For those who want more THE LAST SURVIVORS, I’ll be doing a series called THE RUINS, set in the same world and with some of the same characters, taking place immediately after the events in THE LAST SURVIVORS. For more info on that, you can read a sample chapter at the end of the book.
But for now…THE LAST CONQUEST.
Tenbrook and General Blackthorn are dead, but the battle for Brighton isn’t over. Winthrop’s army is on the move. Jingo and his gang have come across a new discovery. What will be the fate of Brighton? And who will survive?
I won’t hold you up any more. Without further ado, here’s THE LAST CONQUEST.
-Tyler (T.W.) Piperbrook & Bobby Adair
September 2016
Chapter 1: William
William peered out the glassless window of the ancient building, watching the sun set through the cracks of the monoliths that lined the city street. The light cast an amber aura over the dying weeds that snaked through the pocked road, illuminating large chunks of Ancient stone that had fallen from the timeworn buildings, cracked and scattered without pattern. William could no longer see the rats, but he could hear them scurrying between the crevices and searching for carrion that hadn’t been claimed during the day.

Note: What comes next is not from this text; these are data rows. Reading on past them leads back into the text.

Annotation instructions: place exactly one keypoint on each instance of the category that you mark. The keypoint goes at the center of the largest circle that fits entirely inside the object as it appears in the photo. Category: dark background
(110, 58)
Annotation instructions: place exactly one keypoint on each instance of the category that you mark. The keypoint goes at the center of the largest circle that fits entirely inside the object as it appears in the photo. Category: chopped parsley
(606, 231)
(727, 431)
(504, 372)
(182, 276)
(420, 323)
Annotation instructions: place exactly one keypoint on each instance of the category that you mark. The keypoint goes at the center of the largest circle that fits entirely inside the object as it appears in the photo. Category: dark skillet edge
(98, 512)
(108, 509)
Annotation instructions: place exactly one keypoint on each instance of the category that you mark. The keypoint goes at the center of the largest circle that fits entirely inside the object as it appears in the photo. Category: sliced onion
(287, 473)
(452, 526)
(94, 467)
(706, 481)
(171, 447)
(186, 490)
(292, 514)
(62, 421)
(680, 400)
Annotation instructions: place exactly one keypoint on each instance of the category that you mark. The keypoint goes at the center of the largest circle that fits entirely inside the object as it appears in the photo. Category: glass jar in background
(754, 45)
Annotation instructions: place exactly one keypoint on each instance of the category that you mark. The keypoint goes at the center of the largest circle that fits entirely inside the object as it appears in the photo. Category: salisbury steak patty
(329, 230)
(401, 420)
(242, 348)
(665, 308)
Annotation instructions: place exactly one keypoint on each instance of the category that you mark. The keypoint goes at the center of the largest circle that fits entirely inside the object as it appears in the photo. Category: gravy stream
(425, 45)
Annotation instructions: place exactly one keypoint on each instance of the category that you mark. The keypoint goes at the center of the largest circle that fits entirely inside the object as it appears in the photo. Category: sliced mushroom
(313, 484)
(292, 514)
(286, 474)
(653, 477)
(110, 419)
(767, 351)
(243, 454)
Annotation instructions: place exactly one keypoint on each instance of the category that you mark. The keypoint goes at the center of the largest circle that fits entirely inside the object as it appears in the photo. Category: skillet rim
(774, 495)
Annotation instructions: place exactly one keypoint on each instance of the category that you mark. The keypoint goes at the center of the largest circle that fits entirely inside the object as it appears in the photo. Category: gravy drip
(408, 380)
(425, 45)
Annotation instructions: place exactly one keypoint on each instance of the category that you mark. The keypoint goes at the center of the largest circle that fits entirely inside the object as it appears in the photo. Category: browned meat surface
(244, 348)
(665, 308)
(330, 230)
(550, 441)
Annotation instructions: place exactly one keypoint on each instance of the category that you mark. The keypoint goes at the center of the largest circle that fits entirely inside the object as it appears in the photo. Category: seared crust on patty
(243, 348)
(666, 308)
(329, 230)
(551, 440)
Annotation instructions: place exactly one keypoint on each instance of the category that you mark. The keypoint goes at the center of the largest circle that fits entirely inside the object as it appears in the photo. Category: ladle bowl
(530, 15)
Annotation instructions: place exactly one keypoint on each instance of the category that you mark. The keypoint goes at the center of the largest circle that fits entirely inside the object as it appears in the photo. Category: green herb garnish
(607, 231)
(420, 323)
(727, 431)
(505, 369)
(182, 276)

The towers guarding the decaying streets stood silently, fascinating William every time they caught his eye. They reminded him how much he wanted to learn the Ancient City’s secrets. He longed to understand its whispers as he wandered effortlessly through places that men had been too afraid to explore.
But that would have to wait.
A shuffling noise drew his attention to the sixty or so demons behind him, who were fidgeting, scratching, and curiously searching the nooks and crannies deeper in the building. Their silhouettes blended with the growing shadows.